In the same vein, but on the other side of the Atlantic, there's a conference at De Montfort University, organized by Lawrence Pratchett and Scott Wright. No website yet, but it's on Wednesday November 23rd.

Hopefully the papers will be available online in due course.

Open source and governance

Posted on Tue, Oct 04, 2005 at 2:07 PM by Andrew Chadwick

There's a brief interview on opendemocracy with Geoff Mulgan (former adviser inside Number 10, now at the Young Foundation) about open source as a democratic principle to guide governance.
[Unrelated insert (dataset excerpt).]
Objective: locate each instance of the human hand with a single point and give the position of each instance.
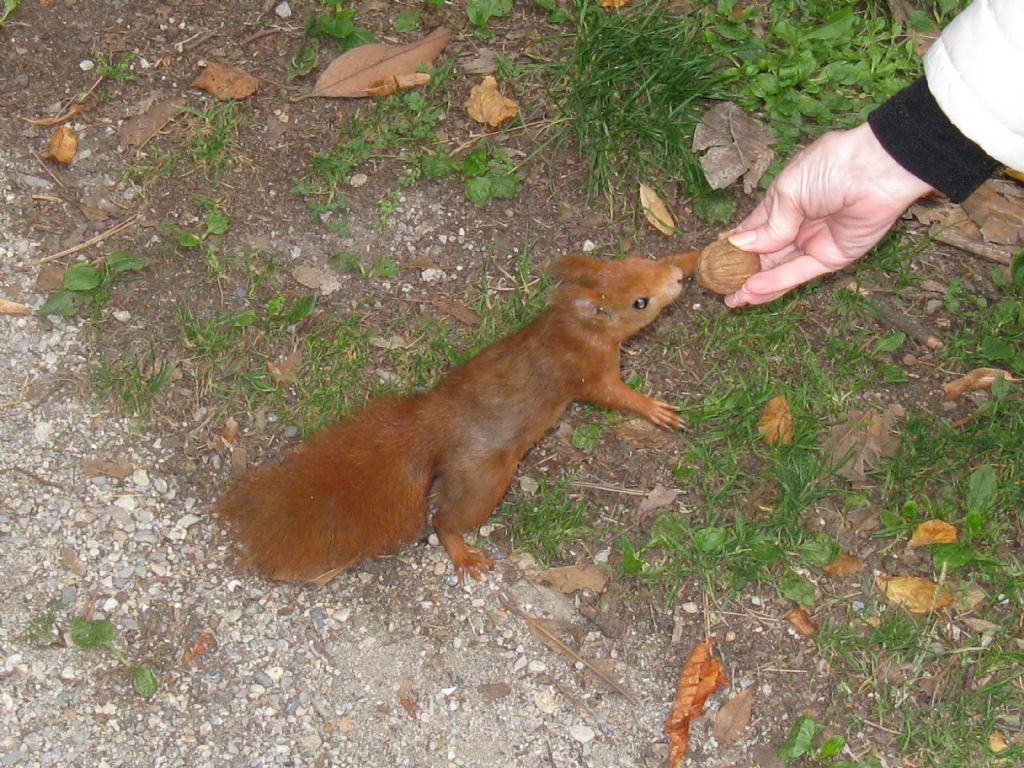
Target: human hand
(825, 210)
This comes on the back of his and Tom Steinberg's Demos pamphlet earlier this year. See also the paper I published (pdf) as part of a symposium on Jane Fountain's book Building the Virtual State in 2003, especially the sections towards the end. But more importantly, see the excellent book by Steven Weber which goes beyond the 'open source is inherently democratic' view. Some bits of open source method are democratic, some aren't.

E-voting dead in the UK?

Posted on Fri, Sep 09, 2005 at 11:17 AM by Andrew Chadwick

There appears to be something of an emerging consensus among party politicians in the UK that the security fears over e-voting are enough to kill it off as an idea. The British electoral machinery has gone through quite difficult times of late, with several high profile cases of voter fraud during the May 2005 general election, so it's not surprising that this sort of experimentation is being frowned upon.

How to interpret the significance of this is less easy. E-democracy advocates tend to be divided on the issue of push-button style e-voting. Some simply define e-democracy that way, others have a more deliberative approach which values the processes leading up to the actual decision. Still others see the convenience of, for example, voting by mobile phone, as something symbolically significant that will spark off more general interest in Internet forms of consultation and participation.

There's certainly something in the view that there's little point in online deliberation unless, at some stage, this is tied to some form of decision-making. But this would appear to be better suited to local or small scale decision-making on discrete issues, with specific time limits in place. These pull people into the deliberative process and the decision. Giving people the opportunity to spend ten seconds texting their vote at a general election provides an opportunity to decide, without any obligation to deliberate.